À Haplincourt, petite commune du Pas-de-Calais, l’ancien maire Michel Flahaut a été condamné le 2 juin 2026 à 12 mois de prison avec sursis, 10 000 € d’amende et cinq ans d’inéligibilité. Le tribunal judiciaire d’Arras l’a reconnu coupable d’avoir utilisé de fausses factures pour détourner des fonds municipaux au profit de dépenses personnelles : restaurants, bijoux et remboursement des traites de la maison familiale. Son épouse a écopé de six mois avec sursis, 5 000 euros d’amende avec sursis et deux ans d’inéligibilité. Ensemble, ils devront rembourser 22 366 euros à la commune.
Condamné le 2 juin 2026 par le tribunal d'Arras, Michel Flahaut a détourné des dizaines de milliers d'euros d'argent public via de fausses factures, pour financer un train de vie personnel. Sa femme, complice de recel, a elle aussi été sanctionnée. À Haplincourt, 400 âmes dans le Pas-de-Calais, la confiance démocratique de proximité a été trahie dans les règles de l'art.
Des fausses factures pour financer ses dépenses privées
Maire d’Haplincourt de 2014 à 2026, Michel Flahaut, âgé de 56 ans, a émis au moins six fausses factures pour des travaux fictifs. Ces documents mettaient en scène une structure fictive et une association dirigée par sa compagne. L’argent détourné de plusieurs dizaines de milliers d’euros, a servi à payer des restaurants, des bijoux et les traites de la maison familiale, aujourd’hui saisie.

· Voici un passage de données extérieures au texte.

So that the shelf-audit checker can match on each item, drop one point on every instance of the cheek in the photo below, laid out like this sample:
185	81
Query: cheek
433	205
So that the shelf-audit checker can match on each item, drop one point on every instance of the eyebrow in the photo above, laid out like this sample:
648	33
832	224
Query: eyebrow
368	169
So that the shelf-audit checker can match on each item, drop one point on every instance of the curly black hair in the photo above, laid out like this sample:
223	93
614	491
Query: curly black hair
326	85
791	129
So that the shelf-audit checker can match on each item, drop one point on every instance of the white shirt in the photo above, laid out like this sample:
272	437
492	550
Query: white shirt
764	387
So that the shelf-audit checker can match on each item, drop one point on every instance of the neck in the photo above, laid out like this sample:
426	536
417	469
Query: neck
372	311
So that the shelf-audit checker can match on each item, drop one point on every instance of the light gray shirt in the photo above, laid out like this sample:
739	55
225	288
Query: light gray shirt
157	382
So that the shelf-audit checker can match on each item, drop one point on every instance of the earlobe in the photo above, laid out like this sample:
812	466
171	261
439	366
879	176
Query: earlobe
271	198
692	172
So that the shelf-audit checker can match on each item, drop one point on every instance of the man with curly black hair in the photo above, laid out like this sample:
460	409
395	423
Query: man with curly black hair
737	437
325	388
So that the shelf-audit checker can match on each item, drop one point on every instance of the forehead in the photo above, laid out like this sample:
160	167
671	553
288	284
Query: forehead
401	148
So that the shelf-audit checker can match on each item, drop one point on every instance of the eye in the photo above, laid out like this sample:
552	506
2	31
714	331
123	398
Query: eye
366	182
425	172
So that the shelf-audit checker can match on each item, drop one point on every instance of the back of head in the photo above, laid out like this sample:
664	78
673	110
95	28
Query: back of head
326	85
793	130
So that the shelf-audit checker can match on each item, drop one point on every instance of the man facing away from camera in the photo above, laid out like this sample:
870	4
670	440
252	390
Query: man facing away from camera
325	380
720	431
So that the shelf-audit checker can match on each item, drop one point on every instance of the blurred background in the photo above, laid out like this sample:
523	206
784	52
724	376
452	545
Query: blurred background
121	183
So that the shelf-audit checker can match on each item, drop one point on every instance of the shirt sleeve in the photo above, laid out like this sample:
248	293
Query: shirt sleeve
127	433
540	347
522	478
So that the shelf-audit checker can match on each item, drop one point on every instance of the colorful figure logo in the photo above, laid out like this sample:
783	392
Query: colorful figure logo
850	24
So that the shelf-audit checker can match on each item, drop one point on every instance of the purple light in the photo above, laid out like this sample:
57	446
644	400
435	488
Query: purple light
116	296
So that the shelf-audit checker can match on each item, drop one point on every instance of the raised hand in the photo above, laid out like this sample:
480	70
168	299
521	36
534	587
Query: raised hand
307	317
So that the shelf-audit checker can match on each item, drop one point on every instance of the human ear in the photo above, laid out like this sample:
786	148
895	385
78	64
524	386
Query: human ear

Les faits ont été révélés il y a environ deux ans et demi par la secrétaire de mairie. La secrétaire de mairie a fait le travail que les corps de contrôle n'avaient pas fait.Dans un premier temps, l’ancien maire de 56 ans avait dénoncé un prétendu complot. Ce n’est qu’à l’audience d’avril 2026 qu’il a reconnu avoir émis les fausses factures.

Sa compagne a été condamnée à six mois de prison avec sursis, 5 000 € d’amende avec sursis et deux ans d’inéligibilité pour recel de détournement de fonds publics et abus de confiance. Le couple devra rembourser 22 366 € à la commune, régler des frais judiciaires et verser 1 500 € au titre du préjudice moral. Ils disposent de dix jours pour faire appel. À la peine principale s’ajoutent 3 900 € à verser à l’Urssaf pour les infractions liées au travail dissimulé.
La petite commune, terrain de chasse idéal
Cette affaire rappelle une réalité souvent occultée : le contrôle de la dépense publique est parfois plus fragile dans les petites collectivités, où les circuits de décision sont concentrés et les contre-pouvoirs limités. Les montants en jeu sont modestes à l’échelle nationale, mais ils pèsent lourd pour une commune rurale.

En effet, dans les très petites communes, les contrôles internes sont quasi inexistants, les budgets opaques, et l'élu cumule souvent des pouvoirs qu'aucun contre-pouvoir local ne vient tempérer.
L'Etat a laissé prospérer ce pillage pendant dix ans c'est l'État français et ses chambres régionales des comptes, trop rares, trop lentes, trop tard.

Les contribuables d’Haplincourt ont vu leur argent dilapidé sans que la vigilance institutionnelle ne joue son rôle en amont. Dans un pays où la pression fiscale reste lourde, chaque euro détourné par un élu constitue non seulement un vol, mais un révélateur de l’arrogance d’une partie des « serviteurs de l’État » qui se servent d’abord eux-mêmes.